"Christianity at its core is subversive. But radical evil wants complacency, not subversion...Radical evil wants walls up around our hearts, around our congregation's life, and around this country. Division is how evil operates. We have all become intractable...
To walk away from a theological commitment to the least of these is to leave Christ on the cross and ignore what happens three days later. To pretend that this isn't our time to stand up and speak a good word over this world is gross misconduct. If I don't accept this call now, I should be defrocked. If the church doesn't accept this call now, it deserves to die."
This is just a slice of the powerful writing in Lenny Duncan's book Dear Church: A Love Letter from a Black Preacher to the Whitest Denomination in America. I knew it was going to be a challenging read from the outset. What I didn't expect was that by the end, the proclamation would be far more effective than the challenge. I have to admit that I didn't pay enough credence to the title. I believed I was in for a lecture - I did not believe, evidence to the contrary, that I would indeed be reading a love letter.

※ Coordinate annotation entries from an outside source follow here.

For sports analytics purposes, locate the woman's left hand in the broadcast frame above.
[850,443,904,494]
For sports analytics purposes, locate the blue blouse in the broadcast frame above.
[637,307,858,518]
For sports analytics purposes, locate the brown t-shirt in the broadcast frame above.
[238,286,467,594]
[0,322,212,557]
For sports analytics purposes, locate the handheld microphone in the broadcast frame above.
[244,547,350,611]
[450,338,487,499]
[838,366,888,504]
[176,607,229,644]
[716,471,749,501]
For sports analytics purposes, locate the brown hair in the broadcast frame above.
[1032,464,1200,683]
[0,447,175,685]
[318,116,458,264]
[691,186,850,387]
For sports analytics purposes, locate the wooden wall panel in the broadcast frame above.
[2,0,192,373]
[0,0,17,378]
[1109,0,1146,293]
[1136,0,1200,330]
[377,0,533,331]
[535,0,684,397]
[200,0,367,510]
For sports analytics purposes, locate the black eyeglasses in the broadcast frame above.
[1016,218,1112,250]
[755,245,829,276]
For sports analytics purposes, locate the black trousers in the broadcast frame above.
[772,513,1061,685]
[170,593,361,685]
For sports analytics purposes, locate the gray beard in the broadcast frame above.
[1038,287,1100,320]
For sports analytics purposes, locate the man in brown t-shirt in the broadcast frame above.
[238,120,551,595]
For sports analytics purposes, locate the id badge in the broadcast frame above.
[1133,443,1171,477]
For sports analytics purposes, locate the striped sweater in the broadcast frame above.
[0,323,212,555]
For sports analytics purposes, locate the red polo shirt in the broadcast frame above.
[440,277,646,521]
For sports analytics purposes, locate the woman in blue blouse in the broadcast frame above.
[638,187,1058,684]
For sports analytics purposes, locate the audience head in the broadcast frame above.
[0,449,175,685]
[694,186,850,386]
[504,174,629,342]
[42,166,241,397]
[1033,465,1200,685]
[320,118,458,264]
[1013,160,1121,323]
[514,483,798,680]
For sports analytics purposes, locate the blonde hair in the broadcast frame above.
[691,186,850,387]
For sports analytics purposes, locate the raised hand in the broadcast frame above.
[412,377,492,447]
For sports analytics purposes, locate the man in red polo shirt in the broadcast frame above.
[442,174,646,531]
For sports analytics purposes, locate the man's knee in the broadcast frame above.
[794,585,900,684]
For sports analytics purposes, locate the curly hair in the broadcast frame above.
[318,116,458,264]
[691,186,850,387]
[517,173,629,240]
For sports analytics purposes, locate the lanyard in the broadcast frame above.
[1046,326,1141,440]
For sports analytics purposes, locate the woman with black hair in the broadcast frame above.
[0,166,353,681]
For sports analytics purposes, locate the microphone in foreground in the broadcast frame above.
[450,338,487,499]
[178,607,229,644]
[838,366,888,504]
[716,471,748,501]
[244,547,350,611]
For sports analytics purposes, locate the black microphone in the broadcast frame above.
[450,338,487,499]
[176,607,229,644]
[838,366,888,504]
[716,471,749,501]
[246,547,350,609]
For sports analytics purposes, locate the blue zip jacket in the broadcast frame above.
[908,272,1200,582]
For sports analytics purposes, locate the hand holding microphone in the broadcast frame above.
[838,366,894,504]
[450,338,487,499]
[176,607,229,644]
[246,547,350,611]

That's not to say this is a book of sunshine, roses, and unicorns. It isn't, not by any means. This is tough love, honest love, forthright speech that confronts evil the author has experienced firsthand in my denomination, the Evangelical Lutheran Church in America, which is indeed the whitest denomination in American Christianity. What I didn't expect was Duncan's deep, abiding refusal to step outside his own membership in our church. Every time he raises a challenge or confronts us with the brutal facts related to our own racism, sexism, gender inequality, and a host of other failings, he solidly places himself within the tradition and refuses to wash his hands of us - a course of action many people reading this book would have justifiably chosen long ago.
Here are a few examples of those experiences:
"I have friends who have waited years for calls in this church, who have been told to stop talking about racism from the pulpit, who have had gorilla dolls given to them as gifts by the people they serve, who have been told by seminary presidents that they may want to go back to Egypt because the watermelon tastes better."See? Just one of those experiences might have been enough for many of us to walk away for good. Now imagine years of them - comforting friends after they've experienced the same - being told that things will change over time (but they never do) - I would have walked away long ago. For the sake of this church that I love, I'm grateful Lenny Duncan didn't.
I'll echo the blurb from Nadia Bolz-Weber from the front cover: "I dare you to read this book." I particularly dare you to do so if you're a white, straight, American male in the ELCA. You need to sit down, read, and listen. You need to know that your privilege is real, that there are things you don't encounter simply because your skin color and your sexual preference fall a certain way. You need to hear from someone like Lenny, who loves this church way more than you do, because Lenny stayed faithful when you would have bailed long ago. You need to hear his deep love for this church and ask yourself: what can I do in order to return this deep, abiding love God and Lenny have for this church? I dare you to open yourself up that much, and see what happens.